‘Project Hail Mary’ Made Us Wonder How to Survive a Trip to Interstellar Space

‘Project Hail Mary’ Made Us Wonder How to Survive a Trip to Interstellar Space

The fate of the astronauts in Andy Weir’s book-turned-movie shows how risky the journey can be

An illustration of astronauts waking up from crytofreeze

Editor’s note: This story contains mild spoilers for Hail Mary Project.

I’ve long been perplexed by something in Andy Weir’s 2021 book Hail Mary Project: Why did two of the three fictional astronauts die during interstellar travel?

That could be because Weir put his travelers in an induced coma for four years, says Haig Aintablian, an emergency room physician and flight surgeon who directs UCLA’s space medicine program.

“How cool would it be if you fell asleep a few hours after launch and woke up as soon as you arrived on the planet or celestial body you were approaching? But, he said, “I don’t think keeping the human alive and in a comatose state is necessarily the best option.” »

After all, “the human body is not designed to just be a stagnant blob,” he says. Astronauts in a coma would risk developing fatal blood clots and debilitating muscle wasting from inaction. Infections from the tubes and devices needed to keep a person in a coma alive would also be risky.

So, I wondered: What other ways could people survive interstellar travel?

Frozen, Aintablian suggests. “The day you can freeze someone and thaw them, you will have solved the problem,” he says.

But the problem could be more than technological. No one knows if the human body can withstand the physiological rigors of freeze and thaw like wood frogs do. The human heart doesn’t function well below about 28° Celsius, explains integrative biologist Matthew Regan of the University of Montreal. Some people have survived larger drops in body temperature, but only temporary, he says, not the years it would take to travel to a distant star.

Maybe hibernating to the stars is the answer.

Some small mammals that hibernate, such as arctic ground squirrelscause their body temperature to drop below freezing during torpor, when the rodents’ metabolism slows significantly. “It’s 2 percent of what it usually is,” Regan says. “They’re just starting to build up. It’s like the pilot light levels are up.”

Hibernating bears conserve less energy, lowering their body temperature only a few degrees, to 31°C or 32°C (about 88° to 90° Fahrenheit). Torpid animals are sedentary but they do not develop blood clots and their muscles do not atrophy, unlike bedridden humans.

If humans could slow down our metabolism a bit like bears do, space travel would require fewer resources to keep the crew fed, healthy, and happy. Torpor could even help protect against ionizing radiation, a big problem for space travelers, Regan says.

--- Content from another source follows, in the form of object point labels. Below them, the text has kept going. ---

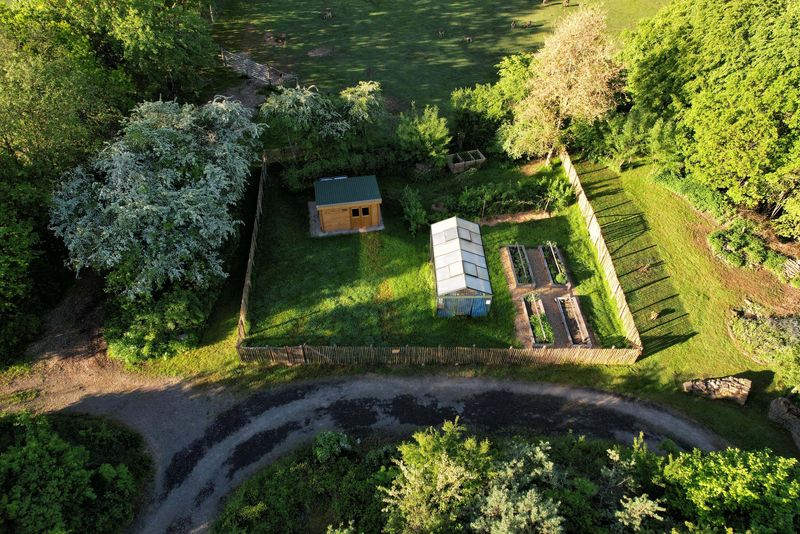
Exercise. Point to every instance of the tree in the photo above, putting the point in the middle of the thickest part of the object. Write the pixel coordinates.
(728, 79)
(48, 485)
(424, 136)
(159, 199)
(574, 77)
(742, 490)
(440, 477)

But it probably wouldn’t be possible to repeat the whole trip. Every two weeks, gophers and other hibernators wake up, warm their bodies and move around. Nobody really knows why. This can promote muscle regeneration and help the brain stay healthy, says neurochemist Kelly Drew of the University of Alaska Fairbanks.

Humans may also need to wake up to keep their brains sharp and their muscles strong. And eat.

Indeed, it may not be a good idea to fatten up astronauts before the big trip, says hibernation biologist Hannah Carey of the University of Wisconsin-Madison. Bears that gain weight before hibernation develop high cholesterol levels; bears recover as their weight decreases, but in humans, this side effect could put astronauts at risk of heart disease.

Some captive ground squirrels in Carey’s lab quickly became roly-poly, but then died mysteriously during hibernation. “They still had a lot of body fat. So it’s not that they were lacking it,” Carey says. Maybe their hearts couldn’t handle the stress, she suggests.

Yet none of this explains why the astronauts died in Hail Mary Project. With the film adaptation scheduled to hit theaters in March, I asked Weir what happened. Their deaths were not a failure of human biology, he said. “It was a technological failure. I mean, being in a coma for four years is a dangerous proposition at the best of times. So a small technological failure can lead to catastrophic results. Which it did in this case.”